The State claimed Horton could not lawfully possess a firearm because in 1994, Horton

pleaded guilty to armed robbery in Florida. Id. at 211-12, 222. The court in the 1994 case

entered a withheld adjudication for the offense. Id. at 222. Under Florida law, a trial court has

discretion to enter a withheld adjudication if it finds that the defendant is not likely to again

“‘engage in a criminal course of conduct and that the ends of justice and the welfare of society

do not require that the defendant presently suffer the penalty imposed by law.’” Id. at 212, n.9

(quoting FLA. STAT. ANN. § 948.01(2)). The State’s positon was that the Florida guilty plea

amounted to a “conviction” for purposes of serving as a predicate offense for unlawful

possession of a firearm under Washington law. Id. at 211, 220-22.

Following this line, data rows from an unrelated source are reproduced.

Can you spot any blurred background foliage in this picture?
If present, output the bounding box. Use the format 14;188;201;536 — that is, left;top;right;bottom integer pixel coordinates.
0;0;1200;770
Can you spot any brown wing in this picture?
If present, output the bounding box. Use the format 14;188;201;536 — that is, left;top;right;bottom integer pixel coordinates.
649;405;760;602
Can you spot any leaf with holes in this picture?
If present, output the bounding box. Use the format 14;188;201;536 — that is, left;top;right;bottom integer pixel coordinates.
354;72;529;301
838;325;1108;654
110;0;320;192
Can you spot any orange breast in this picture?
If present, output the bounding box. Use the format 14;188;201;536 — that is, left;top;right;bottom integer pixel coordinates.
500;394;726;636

At Horton’s first trial, the jury returned a verdict finding him guilty of first degree

unlawful possession of a firearm but could not reach a verdict on the first degree murder charge.

Id. at 213. The jury also did not return an answer on the special verdict form for the gang

aggravator. Id.

The State retried Horton on the first degree murder charge. Id. At the second trial, Sean

Conlon, a gang investigator with the special operations unit of the Lakewood Police Department,

provided expert gang testimony. Conlon testified that Horton had several tattoos that were

3 No. 51440-1-II

indicative of his membership in the Gangster Disciples gang. Conlon explained that a Crip gang

member calling a Gangster Disciples member “cuz” would be perceived as a term of disrespect.

Verbatim Report of Proceedings (VRP) at 1191. Respect is significant for members of a gang in

part because of safety concerns; if a member of a gang is disrespected and does not retaliate, the

gang may be perceived as “easy prey.” VRP at 1222-25. If a Gangster Disciples member did

not retaliate after being disrespected, it would negatively affect both the gang’s reputation and

the member’s status within the gang. Conlon said that, in contrast, a Gangster Disciples

member’s retaliation to disrespect would increase both the gang’s reputation and the member’s

status within the gang. If a Gangster Disciple member took another person’s life, it would “bring

him up to elite status.” VRP at 1315.

Horton admitted that he was a former member of the Gangster Disciples but claimed that

he stopped considering himself a member in 2000. Horton also admitted that several of his

tattoos related to his former membership with the Gangster Disciples. Pitts told Horton that he

was a member of the Crips, and Horton said that he interpreted Pitts’s use of the term “cuz” as a

threat, despite his insistence that he was no longer in the Gangster Disciples. VRP at 1482.

Lakewood Police Officer Mark Holthaus testified that Horton was placed in his patrol car

following his arrest. Holthaus reported that immediately after Horton was placed in the car,

Horton spontaneously said that Pitts “was part of the Hilltop Crips and that’s what did it.” VRP

at 355.

The trial court provided to the jury a first degree murder to-convict jury instruction

modeled after Washington Pattern Jury Instruction: Criminal 26.02 (WPIC). Horton did not

object to this instruction. The trial court also provided a jury instruction modeled after WPIC

4 No. 51440-1-II

1.04, which explained to jurors that they must deliberate to reach a unanimous verdict. The

instruction also said that jurors should decide the case for themselves but should not hesitate to

reexamine their own views when evaluating the evidence in the courts of jury discussions.

Nevertheless, a juror should not abandon their own view solely to reach a verdict. Horton did

not object to this instruction either.